OASIS Mailing List ArchivesView the OASIS mailing list archive below
or browse/search using MarkMail.

 


Help: OASIS Mailing Lists Help | MarkMail Help

 


 

   Finally, what if namespaces == document types ?

[ Lists Home | Date Index | Thread Index ]

> It has nothing to do with schemas or schema languages. There is no data
> model for namespaces other than "set of names". XSLT uses them as a way
> of having literal elements. WSDL uses them as a way of defining
> WSDL-specific extensions. In theory, XHTML could use them as a way of
> adding new renderable elements. In each circumstance you would combine
> the schemas in a different way.
>
> This wide variety of usage patterns came about because we were told that
> "namespaces don't mean anything, they just name things." But then XML
> Schema came along, and it did treat them as if they were somewhat
> meaningful, because each schema had a targetNamespace. That's okay,
> because you can combine schemas so it is primarily just a file layout
> issue. Now RDDL comes along and tries to make it easy to find "the"
> schema for a namespace. Or "the" XSLT for a namespace. But there is no
> "right" schema for a namespace. The right one depends on the document
> type (i.e. what the document means, all together) and what the recipient
> is trying to do with the document.
>
>
> So of RDDL's three goals, #3 doesn't seem practically achievable until
> and unless we define a data model for namespaces and define the
> semantics of namespace combination. If we do not do that, then HTML is
> probably a sufficient referent.

I totally agree with you.
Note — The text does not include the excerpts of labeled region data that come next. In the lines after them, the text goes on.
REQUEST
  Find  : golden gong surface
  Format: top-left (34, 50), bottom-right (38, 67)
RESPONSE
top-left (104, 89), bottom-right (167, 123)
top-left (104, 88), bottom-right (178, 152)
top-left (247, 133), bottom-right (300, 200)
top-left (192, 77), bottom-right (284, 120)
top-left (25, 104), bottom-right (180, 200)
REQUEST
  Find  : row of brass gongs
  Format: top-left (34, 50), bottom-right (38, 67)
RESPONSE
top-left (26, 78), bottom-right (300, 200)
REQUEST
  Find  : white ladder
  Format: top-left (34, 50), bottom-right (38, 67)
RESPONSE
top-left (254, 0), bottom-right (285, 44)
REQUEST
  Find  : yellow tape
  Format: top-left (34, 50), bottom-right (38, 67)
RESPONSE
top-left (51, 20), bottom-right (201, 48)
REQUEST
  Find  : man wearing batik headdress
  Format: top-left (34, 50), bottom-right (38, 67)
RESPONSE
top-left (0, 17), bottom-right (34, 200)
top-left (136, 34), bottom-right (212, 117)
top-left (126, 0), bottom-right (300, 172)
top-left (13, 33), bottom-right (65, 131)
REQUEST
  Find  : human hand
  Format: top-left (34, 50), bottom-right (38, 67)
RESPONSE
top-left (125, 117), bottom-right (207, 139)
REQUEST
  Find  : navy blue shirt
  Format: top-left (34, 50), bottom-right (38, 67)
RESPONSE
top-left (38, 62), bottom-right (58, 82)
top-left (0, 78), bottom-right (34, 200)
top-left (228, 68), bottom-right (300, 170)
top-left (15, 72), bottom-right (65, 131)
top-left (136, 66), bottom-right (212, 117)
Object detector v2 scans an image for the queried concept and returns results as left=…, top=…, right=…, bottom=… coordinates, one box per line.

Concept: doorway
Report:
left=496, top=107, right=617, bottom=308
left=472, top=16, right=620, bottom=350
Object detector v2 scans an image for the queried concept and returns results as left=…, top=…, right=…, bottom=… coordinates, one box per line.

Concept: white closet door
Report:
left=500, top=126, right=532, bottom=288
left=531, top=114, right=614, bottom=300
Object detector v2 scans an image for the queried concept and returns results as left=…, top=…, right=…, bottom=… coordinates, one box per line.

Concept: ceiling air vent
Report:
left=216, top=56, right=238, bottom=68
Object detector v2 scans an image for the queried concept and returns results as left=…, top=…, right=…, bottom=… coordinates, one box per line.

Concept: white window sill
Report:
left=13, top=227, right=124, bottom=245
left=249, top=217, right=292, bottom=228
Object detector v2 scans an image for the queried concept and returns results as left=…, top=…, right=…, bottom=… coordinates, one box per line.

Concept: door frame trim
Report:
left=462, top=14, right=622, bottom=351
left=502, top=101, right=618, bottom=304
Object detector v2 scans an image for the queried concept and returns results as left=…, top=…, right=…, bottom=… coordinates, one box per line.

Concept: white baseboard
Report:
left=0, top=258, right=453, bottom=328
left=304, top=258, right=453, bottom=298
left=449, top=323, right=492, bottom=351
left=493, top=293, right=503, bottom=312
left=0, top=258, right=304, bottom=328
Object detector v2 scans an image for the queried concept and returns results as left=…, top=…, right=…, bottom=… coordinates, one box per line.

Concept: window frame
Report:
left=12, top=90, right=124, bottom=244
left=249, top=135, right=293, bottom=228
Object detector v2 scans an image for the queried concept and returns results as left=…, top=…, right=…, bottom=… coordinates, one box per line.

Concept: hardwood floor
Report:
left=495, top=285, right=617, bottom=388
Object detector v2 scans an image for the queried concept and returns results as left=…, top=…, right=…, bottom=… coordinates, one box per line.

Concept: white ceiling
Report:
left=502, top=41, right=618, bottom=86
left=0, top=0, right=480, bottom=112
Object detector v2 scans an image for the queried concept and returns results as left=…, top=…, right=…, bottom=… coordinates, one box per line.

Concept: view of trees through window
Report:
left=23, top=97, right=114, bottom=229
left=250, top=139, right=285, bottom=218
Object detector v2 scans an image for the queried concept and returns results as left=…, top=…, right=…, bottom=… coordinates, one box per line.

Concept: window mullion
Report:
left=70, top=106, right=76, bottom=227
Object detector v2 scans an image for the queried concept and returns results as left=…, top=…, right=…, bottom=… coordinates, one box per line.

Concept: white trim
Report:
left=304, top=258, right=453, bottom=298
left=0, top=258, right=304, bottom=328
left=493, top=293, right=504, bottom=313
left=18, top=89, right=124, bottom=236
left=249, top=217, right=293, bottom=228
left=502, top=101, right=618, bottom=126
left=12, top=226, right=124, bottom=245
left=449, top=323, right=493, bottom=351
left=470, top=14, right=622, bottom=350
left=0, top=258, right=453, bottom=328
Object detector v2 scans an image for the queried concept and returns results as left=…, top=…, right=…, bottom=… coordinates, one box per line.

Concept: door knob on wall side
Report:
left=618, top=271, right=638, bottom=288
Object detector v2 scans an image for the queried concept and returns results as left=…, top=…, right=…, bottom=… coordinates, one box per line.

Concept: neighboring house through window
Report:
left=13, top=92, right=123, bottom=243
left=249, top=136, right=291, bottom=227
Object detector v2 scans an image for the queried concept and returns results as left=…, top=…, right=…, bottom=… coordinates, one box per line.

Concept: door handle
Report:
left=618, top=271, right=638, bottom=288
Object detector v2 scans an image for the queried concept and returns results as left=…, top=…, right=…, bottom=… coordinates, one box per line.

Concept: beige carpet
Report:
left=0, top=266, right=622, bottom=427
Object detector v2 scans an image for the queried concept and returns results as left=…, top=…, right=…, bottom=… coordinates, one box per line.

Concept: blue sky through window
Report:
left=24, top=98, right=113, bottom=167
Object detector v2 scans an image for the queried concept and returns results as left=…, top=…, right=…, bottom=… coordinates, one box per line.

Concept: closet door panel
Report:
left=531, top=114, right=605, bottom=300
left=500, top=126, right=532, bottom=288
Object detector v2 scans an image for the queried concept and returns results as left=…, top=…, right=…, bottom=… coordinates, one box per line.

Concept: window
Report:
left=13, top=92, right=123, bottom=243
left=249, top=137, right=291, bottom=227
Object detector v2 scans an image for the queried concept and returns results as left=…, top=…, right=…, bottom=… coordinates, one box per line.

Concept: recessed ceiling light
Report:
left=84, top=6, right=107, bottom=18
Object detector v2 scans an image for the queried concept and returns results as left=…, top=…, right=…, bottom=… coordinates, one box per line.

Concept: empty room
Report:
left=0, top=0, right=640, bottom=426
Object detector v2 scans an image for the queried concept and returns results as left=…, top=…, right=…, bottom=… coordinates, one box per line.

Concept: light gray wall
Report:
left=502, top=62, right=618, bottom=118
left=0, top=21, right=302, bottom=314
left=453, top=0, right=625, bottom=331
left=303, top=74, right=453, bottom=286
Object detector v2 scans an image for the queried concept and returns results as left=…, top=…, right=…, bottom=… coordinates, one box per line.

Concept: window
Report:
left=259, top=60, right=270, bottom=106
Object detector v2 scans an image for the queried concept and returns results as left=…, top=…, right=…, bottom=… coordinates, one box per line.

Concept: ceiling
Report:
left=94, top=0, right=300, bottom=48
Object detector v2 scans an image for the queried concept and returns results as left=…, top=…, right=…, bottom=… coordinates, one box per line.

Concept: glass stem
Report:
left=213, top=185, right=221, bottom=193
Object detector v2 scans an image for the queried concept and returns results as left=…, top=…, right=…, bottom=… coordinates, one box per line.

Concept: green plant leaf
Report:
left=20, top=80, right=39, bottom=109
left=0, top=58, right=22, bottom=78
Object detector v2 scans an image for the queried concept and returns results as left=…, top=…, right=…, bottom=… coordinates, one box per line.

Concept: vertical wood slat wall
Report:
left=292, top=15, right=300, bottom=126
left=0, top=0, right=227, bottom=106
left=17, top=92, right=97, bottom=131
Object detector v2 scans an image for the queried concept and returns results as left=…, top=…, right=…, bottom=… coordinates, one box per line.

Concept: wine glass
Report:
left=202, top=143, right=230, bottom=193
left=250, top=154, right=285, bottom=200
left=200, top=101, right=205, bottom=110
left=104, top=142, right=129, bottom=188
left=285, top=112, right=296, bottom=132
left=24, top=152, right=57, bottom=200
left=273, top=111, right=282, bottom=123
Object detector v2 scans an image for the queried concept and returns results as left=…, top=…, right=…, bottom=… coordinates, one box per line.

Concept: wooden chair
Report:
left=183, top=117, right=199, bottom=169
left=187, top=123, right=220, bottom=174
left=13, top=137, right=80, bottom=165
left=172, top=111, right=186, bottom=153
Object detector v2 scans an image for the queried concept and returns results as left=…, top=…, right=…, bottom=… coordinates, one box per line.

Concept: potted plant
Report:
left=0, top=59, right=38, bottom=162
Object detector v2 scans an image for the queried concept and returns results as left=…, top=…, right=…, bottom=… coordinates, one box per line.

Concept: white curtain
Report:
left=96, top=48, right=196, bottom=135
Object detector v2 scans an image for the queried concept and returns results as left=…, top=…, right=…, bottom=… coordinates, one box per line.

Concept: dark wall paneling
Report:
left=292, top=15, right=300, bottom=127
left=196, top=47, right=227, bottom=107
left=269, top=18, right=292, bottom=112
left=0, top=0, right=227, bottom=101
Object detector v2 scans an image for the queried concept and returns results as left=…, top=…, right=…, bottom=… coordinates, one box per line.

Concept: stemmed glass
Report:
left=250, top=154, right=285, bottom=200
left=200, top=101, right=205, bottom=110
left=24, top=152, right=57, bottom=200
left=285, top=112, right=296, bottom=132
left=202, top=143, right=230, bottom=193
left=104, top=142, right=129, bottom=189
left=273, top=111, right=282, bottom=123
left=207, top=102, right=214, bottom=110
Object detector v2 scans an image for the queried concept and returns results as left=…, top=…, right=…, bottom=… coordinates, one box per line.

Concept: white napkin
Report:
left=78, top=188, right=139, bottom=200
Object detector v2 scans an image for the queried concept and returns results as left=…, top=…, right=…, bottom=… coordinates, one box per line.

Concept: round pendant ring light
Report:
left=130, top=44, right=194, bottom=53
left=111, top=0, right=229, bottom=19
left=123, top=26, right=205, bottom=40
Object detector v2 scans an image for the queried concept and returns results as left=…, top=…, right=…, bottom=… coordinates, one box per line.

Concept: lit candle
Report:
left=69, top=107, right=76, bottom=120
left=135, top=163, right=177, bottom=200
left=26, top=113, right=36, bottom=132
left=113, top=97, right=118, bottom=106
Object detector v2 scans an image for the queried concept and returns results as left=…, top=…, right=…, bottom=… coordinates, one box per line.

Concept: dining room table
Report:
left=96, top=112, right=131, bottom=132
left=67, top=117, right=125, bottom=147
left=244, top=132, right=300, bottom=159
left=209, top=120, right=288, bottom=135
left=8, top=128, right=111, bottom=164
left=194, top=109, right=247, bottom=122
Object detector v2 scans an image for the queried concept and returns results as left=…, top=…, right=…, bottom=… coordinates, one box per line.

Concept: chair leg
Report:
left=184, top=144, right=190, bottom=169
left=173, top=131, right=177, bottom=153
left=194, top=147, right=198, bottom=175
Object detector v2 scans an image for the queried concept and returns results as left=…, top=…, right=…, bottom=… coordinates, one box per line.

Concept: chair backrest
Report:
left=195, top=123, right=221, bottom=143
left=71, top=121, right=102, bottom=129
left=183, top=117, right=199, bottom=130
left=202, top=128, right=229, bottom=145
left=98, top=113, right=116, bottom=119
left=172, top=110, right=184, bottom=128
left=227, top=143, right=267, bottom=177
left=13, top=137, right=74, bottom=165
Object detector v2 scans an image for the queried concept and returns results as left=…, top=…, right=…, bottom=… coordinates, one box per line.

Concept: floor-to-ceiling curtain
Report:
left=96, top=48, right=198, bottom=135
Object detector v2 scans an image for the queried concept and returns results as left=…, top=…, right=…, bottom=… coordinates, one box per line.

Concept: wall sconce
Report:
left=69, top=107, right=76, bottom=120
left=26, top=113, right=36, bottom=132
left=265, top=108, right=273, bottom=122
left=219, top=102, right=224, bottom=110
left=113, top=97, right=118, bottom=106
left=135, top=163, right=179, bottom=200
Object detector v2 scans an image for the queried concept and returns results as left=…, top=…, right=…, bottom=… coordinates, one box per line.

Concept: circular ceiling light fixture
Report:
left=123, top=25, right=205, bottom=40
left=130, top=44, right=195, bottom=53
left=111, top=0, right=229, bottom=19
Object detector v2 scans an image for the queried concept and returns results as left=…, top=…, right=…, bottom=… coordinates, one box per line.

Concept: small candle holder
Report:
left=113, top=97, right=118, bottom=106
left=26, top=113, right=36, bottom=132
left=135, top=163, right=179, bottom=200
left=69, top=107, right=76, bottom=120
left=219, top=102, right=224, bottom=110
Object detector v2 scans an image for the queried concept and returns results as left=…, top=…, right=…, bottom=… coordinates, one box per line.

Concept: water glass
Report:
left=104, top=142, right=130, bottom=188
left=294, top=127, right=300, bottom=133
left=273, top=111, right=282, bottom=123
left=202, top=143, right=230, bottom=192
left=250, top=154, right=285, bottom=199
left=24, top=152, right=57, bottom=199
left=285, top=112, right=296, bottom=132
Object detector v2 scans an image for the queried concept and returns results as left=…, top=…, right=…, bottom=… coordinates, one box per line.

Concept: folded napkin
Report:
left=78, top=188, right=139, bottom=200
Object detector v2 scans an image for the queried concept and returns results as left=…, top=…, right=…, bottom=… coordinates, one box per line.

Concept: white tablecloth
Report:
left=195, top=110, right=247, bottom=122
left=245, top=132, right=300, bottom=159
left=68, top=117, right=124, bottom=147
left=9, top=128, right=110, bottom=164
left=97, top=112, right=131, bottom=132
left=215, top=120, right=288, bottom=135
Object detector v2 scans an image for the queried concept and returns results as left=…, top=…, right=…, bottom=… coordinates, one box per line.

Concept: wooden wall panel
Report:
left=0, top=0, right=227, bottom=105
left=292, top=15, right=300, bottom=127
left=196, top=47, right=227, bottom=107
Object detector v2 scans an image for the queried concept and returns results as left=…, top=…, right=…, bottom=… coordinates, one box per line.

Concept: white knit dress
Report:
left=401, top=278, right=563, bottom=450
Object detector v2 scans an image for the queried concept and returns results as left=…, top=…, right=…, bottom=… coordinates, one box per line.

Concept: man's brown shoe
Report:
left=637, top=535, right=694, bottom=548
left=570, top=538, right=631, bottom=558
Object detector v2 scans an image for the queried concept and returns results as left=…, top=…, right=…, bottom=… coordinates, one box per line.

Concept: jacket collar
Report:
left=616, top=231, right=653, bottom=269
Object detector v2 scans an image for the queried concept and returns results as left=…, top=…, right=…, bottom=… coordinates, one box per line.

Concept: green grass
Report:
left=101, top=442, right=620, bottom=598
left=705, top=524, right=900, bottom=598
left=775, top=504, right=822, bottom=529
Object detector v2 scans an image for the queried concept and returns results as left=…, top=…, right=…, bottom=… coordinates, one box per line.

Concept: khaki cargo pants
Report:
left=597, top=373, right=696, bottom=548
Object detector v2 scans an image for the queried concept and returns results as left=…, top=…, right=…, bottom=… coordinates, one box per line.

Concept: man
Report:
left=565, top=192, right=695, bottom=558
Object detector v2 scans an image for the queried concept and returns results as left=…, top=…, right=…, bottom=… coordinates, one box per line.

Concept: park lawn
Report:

But what is interesting me here is your point
about the fact that XML Schema treats namespaces as if they were meaningful.
That's what I answered to Simon St.Laurent in a previous mail (I can't find
it in the archives, it seems that the archives have lost a few posts...).
Simon was against defining document types, and wanted to use namespaces
differently so that they could be assimilated to document types. We now are
at a point where we have the choice between two scenarii :

1) Namespaces are just sets of names with no additional semantics, they are
50% of QNames and that's all.

In this scenario, schemas can span multiple namespaces because the semantics
of a document are defined by its schema, not the namespaces it uses.
WARNING: like for all of by previous posts, 'schema' means a set of
constraints on the structure of a document. A schema can be written as a
DTD, an XML Schema, a RELAX NG schema, etc. In this world, we have to define
the concept of 'document type' so that we may associate meta-data (schemas,
stylesheets, code, etc.) to a set of documents that share the same semantics
(the same abstract schema). In this world, associating schemas to namespaces
is nonsense, RDDL is still useful as a namespace description format and XML
Schema is severely impaired (because you can't write the XML Schema of a
document which mixes namespaces, like RDDL, WAP 2.0, a SOAP request, etc.).

2) Namespaces are meaningful. They are not only 50% of the document.

Some programs can implement algorithms based on the namespaces only, and
still produce interesting results. For example, a browser, when encoutering
an unknown namespace, could delegate the rendering of the subtree beginning
at the foreign element to a plugin that could be dynamically downloaded.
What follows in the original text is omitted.